3. Yes, we are funny as fuck.

4. Yes, we may have dated lazy eyed duderinas.

5. Yes, we play eye-coordinating sports like first class athletes. How so? Overthinking.

Going back to the novel, there was a time when I was obsessed with the idea of getting surgery.
But I was told that I wasn’t a good candidate. There was a risk of developing double vision, just
like the narrator in the story. Because of that, I learned to accept who I was and realized that the people who were truly my friends liked me for who I was, not for how I looked. And that is something I learned recently. You are not your thoughts, nor your body. In the end, the only thing
that matters is your spirit.

Mieko makes us believe in the kindred heart. That even in the worst of moments, the right people
can still be found.

Even then, one of life’s greatest gifts is to share our suffering with someone we trust. Someone who doesn’t pretend fondness or behaves like a crazy narcissist that tries a new monologue each
time we meet at a restaurant or cafe, bragging about their problems while I patiently wait for my turn to speak. We don’t need punching bags or people to talk to. We need moral support, people to be with. People that appreciate our silence and create a whole new conversation out of it. Small or large pauses that make us feel seen, loved, and cherished.

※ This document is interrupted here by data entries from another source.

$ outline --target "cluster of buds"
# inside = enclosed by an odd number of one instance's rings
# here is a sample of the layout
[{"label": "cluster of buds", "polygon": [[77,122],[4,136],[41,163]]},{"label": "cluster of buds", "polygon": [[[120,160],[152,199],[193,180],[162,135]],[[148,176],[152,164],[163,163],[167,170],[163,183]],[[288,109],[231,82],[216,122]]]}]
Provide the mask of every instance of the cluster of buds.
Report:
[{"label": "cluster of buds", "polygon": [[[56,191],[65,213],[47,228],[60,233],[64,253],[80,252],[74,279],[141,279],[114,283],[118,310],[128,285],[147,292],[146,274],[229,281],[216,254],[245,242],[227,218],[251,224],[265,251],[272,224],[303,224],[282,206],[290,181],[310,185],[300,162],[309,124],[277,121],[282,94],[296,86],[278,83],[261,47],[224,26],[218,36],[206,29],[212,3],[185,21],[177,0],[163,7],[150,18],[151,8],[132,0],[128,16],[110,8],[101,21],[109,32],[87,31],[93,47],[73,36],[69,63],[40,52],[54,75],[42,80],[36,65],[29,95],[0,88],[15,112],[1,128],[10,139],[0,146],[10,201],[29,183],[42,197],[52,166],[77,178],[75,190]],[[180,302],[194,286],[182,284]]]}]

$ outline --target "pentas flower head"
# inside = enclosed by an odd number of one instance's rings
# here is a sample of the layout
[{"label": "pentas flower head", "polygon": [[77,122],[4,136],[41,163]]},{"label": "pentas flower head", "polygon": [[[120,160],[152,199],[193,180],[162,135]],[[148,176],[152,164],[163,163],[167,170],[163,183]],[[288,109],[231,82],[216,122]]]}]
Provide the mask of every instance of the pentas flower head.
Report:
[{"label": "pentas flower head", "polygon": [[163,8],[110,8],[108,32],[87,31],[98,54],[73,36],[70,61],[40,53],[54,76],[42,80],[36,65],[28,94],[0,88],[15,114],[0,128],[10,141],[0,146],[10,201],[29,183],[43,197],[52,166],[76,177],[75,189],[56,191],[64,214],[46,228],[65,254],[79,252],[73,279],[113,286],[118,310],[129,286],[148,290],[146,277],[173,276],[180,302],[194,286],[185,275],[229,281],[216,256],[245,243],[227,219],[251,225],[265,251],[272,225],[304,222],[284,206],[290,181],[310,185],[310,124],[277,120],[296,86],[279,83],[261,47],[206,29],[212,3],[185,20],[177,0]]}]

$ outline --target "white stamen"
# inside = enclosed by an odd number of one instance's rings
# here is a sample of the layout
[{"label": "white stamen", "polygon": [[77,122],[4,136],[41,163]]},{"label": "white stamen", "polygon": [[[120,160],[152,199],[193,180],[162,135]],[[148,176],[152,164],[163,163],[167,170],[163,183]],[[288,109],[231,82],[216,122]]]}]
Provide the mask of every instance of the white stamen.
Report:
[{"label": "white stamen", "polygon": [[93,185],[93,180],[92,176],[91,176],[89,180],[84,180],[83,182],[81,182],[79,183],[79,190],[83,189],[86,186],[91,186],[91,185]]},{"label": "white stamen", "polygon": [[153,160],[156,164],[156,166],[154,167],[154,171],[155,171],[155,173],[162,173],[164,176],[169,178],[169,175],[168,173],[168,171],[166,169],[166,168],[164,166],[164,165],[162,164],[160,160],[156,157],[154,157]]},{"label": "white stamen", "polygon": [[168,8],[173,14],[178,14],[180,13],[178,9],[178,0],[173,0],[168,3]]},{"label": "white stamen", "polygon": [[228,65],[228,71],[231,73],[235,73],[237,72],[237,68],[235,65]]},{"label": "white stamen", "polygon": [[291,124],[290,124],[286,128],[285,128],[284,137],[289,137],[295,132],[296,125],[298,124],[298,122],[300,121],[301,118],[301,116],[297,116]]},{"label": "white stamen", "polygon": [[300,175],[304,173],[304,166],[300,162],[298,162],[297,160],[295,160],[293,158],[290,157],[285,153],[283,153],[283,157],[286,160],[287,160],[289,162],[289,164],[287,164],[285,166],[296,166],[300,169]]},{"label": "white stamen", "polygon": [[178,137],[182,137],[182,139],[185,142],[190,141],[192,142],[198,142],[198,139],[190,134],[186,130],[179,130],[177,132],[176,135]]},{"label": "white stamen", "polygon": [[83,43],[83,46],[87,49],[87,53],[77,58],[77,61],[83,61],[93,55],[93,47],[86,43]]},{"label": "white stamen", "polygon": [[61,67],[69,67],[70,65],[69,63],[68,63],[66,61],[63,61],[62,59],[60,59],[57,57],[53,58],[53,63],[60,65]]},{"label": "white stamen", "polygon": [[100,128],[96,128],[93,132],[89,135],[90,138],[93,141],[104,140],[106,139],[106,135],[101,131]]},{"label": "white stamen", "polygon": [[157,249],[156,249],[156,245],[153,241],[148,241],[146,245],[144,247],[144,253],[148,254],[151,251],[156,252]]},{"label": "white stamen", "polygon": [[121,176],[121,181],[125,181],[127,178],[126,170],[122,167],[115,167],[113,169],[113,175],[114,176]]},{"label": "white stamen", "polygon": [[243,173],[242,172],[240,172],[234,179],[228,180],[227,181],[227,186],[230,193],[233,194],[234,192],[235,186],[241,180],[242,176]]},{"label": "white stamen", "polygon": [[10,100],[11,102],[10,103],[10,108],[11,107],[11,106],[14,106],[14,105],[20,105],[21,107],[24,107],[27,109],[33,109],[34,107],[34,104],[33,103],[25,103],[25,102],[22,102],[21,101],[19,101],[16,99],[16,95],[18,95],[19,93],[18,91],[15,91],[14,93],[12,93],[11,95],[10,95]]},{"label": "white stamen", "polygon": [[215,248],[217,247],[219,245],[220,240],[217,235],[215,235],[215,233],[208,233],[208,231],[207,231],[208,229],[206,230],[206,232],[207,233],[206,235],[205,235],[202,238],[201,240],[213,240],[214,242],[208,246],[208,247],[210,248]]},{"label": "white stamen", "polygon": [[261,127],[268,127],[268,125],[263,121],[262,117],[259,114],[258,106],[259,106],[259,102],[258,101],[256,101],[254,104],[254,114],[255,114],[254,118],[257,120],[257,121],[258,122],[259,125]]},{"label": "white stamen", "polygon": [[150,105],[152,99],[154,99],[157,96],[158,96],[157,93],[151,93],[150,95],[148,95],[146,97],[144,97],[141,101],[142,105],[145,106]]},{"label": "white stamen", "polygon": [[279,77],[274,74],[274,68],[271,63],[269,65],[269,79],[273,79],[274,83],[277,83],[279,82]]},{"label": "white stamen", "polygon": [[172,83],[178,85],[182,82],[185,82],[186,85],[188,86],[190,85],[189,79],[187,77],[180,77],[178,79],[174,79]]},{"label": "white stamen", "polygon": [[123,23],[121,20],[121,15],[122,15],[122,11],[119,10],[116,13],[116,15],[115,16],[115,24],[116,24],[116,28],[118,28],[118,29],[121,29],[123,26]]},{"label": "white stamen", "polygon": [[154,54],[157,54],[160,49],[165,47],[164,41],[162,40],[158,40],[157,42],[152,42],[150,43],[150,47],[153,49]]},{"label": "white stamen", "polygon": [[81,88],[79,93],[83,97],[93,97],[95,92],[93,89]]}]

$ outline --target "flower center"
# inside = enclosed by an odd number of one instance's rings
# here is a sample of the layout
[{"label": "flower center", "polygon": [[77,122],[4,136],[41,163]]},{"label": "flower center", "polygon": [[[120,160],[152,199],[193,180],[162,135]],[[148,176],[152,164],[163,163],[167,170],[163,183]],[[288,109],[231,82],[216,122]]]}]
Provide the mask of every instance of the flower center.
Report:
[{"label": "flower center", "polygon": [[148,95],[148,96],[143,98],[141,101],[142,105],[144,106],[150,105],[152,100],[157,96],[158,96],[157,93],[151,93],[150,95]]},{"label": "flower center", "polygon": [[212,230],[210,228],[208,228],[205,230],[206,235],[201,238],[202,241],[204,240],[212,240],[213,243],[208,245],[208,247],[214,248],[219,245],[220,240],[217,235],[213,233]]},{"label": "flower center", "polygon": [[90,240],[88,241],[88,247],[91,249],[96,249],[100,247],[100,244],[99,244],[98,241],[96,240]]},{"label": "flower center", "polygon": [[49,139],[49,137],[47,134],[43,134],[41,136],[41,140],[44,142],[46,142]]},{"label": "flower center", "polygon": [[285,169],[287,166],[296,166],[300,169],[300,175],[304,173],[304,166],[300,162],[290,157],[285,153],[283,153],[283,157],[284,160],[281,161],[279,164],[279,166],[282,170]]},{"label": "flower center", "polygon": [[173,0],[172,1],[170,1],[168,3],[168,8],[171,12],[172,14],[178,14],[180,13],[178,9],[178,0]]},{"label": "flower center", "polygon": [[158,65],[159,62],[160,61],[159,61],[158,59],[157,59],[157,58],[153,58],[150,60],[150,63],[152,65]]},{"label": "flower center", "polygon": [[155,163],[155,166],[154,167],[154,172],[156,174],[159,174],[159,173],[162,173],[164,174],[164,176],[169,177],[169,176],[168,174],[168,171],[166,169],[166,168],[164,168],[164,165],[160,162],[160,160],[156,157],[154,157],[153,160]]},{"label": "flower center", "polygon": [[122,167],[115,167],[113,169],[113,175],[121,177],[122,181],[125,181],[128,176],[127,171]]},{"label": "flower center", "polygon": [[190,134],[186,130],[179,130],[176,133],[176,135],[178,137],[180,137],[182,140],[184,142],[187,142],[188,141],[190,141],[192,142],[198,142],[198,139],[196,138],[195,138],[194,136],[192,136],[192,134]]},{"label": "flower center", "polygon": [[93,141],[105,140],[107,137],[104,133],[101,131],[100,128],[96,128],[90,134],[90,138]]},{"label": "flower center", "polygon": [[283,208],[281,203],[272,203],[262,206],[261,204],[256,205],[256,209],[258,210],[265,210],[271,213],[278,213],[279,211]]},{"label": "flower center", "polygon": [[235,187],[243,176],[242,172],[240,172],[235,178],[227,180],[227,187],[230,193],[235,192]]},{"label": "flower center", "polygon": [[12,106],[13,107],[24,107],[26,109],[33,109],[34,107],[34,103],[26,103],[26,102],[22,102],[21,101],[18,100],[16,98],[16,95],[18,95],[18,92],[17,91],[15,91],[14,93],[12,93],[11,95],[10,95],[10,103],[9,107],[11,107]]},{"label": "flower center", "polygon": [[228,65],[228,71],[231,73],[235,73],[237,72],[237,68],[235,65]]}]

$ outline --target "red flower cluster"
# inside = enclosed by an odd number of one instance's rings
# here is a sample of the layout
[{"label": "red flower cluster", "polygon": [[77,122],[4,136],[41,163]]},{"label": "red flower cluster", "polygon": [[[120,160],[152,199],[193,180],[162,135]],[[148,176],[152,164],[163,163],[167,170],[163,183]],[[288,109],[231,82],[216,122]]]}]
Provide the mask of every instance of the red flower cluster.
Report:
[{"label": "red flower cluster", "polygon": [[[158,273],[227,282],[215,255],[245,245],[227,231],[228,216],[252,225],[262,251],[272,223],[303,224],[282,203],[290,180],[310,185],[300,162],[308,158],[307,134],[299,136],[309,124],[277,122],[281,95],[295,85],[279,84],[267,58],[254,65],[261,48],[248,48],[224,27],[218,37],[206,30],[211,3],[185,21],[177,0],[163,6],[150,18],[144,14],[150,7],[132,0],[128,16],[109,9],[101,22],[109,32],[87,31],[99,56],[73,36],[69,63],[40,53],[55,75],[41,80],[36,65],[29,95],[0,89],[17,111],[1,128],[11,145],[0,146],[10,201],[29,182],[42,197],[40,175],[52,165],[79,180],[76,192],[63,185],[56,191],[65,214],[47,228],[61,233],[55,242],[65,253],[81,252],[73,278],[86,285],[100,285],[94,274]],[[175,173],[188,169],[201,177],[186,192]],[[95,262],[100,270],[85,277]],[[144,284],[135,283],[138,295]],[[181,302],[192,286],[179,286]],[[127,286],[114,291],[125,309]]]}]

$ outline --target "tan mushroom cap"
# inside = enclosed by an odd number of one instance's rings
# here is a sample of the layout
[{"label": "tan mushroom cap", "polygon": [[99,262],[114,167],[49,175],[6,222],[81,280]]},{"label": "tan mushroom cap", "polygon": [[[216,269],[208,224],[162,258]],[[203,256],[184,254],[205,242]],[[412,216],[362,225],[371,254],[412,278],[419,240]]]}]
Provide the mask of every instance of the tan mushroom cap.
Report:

It is great to have people that support us at our lowest, but those who are with us at our highest are the real deal. Why? Simply because they wanna see our best version. Some people are only present when bad things happen to us. But as soon as we reach our new highest (could be a
dream job, personal project, long term goal) they disappear, out of jealousy or hatred. That’s a red flag.

Be cautious. Seek your highest, study your lowest and always be your Heaven. There is no better retreat than within.

This tale of friendship teaches us how to care for someone else: to convey their past, ignite their present and hold on to their future. That a victim, though sorrowful, remains full of hope.